[Hiring] Clinical Denial Management Specialist III @UT Southwestern Medical Center

Role Description

The Revenue Cycle Department at UT Southwestern Medical Center has a new opportunity available for a Clinical Denial Management Specialist III. The successful candidate will work under moderate supervision to perform advanced level billing/denial responsibilities. The ideal applicant will have three (3) or more years of Clinical follow-up experience of complex minor and/or major surgical procedures. Preference is given to applicants with experience in:

  • Surgical Oncology
  • Surgical Transplant
  • Oral & Maxillofacial surgery

Clinical Follow up experience using EPIC is highly preferred. CPC certification is a plus.
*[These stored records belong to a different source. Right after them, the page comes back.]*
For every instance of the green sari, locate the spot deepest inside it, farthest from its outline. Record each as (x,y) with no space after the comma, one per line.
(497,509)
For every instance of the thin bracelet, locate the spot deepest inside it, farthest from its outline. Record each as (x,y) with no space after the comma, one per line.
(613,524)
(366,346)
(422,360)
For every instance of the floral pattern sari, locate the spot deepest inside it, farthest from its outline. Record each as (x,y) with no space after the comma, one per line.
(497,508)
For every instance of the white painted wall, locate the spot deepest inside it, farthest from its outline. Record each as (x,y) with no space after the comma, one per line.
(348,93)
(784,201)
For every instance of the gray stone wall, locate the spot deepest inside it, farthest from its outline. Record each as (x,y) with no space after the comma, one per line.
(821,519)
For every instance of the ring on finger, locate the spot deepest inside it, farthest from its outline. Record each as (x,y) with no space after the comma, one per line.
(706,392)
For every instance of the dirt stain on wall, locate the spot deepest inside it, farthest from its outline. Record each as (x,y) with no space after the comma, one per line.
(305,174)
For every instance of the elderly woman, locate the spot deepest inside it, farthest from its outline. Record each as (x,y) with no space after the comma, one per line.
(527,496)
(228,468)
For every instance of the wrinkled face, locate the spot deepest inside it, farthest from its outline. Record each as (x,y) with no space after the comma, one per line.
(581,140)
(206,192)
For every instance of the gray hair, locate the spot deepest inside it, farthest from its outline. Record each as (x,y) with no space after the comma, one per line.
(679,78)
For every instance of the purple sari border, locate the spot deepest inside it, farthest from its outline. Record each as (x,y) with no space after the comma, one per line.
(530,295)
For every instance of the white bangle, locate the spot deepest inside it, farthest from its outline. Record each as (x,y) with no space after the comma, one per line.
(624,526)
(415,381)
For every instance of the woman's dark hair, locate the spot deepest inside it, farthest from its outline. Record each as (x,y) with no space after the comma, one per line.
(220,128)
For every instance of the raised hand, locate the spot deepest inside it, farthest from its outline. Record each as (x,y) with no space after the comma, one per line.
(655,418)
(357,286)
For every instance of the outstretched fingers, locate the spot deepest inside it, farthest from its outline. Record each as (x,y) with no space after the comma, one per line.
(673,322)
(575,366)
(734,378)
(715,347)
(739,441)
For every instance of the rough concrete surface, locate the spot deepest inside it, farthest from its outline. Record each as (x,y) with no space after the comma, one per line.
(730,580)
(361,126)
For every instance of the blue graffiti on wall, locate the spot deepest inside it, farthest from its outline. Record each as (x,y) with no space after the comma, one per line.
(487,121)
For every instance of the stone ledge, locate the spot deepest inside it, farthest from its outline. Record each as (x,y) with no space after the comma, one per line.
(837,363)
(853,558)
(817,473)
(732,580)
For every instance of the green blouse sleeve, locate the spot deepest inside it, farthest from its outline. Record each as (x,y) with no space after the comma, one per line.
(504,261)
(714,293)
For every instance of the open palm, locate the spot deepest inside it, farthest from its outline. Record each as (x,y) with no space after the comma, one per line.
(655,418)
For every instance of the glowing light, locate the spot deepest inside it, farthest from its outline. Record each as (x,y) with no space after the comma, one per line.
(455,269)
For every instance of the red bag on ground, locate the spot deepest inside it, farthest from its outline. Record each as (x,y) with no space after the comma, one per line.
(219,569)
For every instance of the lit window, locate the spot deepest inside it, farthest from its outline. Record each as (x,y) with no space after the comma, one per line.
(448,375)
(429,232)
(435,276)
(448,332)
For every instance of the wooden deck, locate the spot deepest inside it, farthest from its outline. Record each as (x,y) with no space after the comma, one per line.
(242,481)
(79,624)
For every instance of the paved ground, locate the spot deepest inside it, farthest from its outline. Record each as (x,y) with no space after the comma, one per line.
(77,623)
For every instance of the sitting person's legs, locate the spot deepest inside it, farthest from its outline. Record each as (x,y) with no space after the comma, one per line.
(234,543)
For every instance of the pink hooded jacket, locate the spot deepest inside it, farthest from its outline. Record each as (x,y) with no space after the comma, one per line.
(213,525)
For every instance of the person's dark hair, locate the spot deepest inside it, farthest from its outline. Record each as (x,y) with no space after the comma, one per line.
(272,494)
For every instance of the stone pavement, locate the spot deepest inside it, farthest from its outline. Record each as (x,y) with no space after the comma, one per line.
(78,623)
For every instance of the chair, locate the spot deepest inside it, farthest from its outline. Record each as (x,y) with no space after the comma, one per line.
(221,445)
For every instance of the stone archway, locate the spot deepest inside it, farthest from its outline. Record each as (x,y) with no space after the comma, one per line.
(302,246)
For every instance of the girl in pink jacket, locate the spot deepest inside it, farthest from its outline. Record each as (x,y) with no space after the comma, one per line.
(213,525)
Work from home (WFH): This will be a 100% WFH position. Preference is given to candidates who live within fifty (50) miles of the DFW area. WFH details shall be discussed as part of the interview process.

Shift: 8-hour semi-flex shift, Monday through Friday. The shift details shall be discussed as part of the interview process.

The duties for this position will include but are not limited to the following areas of responsibility:

  • Collections – Review and resolve accounts promptly per department guidelines.
  • Following policies and guidelines regarding resolving invoices.
  • Review documentation – to review, research coding denials for minor/major surgical procedures and any related to E&M, CPT, Diagnosis, or modifier.
  • Call insurance to obtain status updates, to resolve complex denials, and regarding reimbursement discrepancies.
  • Create and submit appeals for clinical and coding denials in accordance with payer guidelines, supported by appropriate documentation.
  • Review accuracy of payment posted to account, reconcile discrepancies, and make necessary adjustments based on Explanation of Benefits.
  • Resolve the discrepancy between insurance and billing.
  • Identify and provide feedback on denial trends to leadership.
  • Perform other duties as assigned by leadership.

Qualifications

  • High School Diploma or equivalent.
  • 3 years medical billing or collections experience.
  • Must demonstrate the ability to work clinical denials for complex E&M services, diagnostic studies, and/or minor surgical procedures.
  • Must demonstrate a strong knowledge of medical claims recovery and/or collections rules and regulations.

Requirements

  • Coding certifications (CPC, CPMA, CMC, ART, RRA, RHIA, RHIT, CCS, CCA) and/or degrees (associate level, bachelor level, master level) are preferred and may be considered in lieu of experience.
  • (CPC) Cert Professional Coder Upon Hire.
  • (CPMA) Cert Prof Medical Auditor Upon Hire.
  • (CMC) Cert Medical Coder Upon Hire.
  • (ART) Assoc Records Admin Upon Hire.
  • (RRA) Registered Records Admin Upon Hire.
  • (RHIA) Regd Health Info Administ Upon Hire.
  • (RHIT) Regd Health Info Technolo Upon Hire.
  • (CCS) Cert Coding Specialist Upon Hire.
  • (CCA) Cert Coding Associate Upon Hire.

Benefits

  • PPO medical plan, available day one at no cost for full-time employee-only coverage.
  • 100% coverage for preventive healthcare - no copay.
  • Paid Time Off, available day one.
  • Retirement Programs through the Teacher Retirement System of Texas (TRS).
  • Paid Parental Leave Benefit.
  • Wellness programs.
  • Tuition Reimbursement.
  • Public Service Loan Forgiveness (PSLF) Qualified Employer.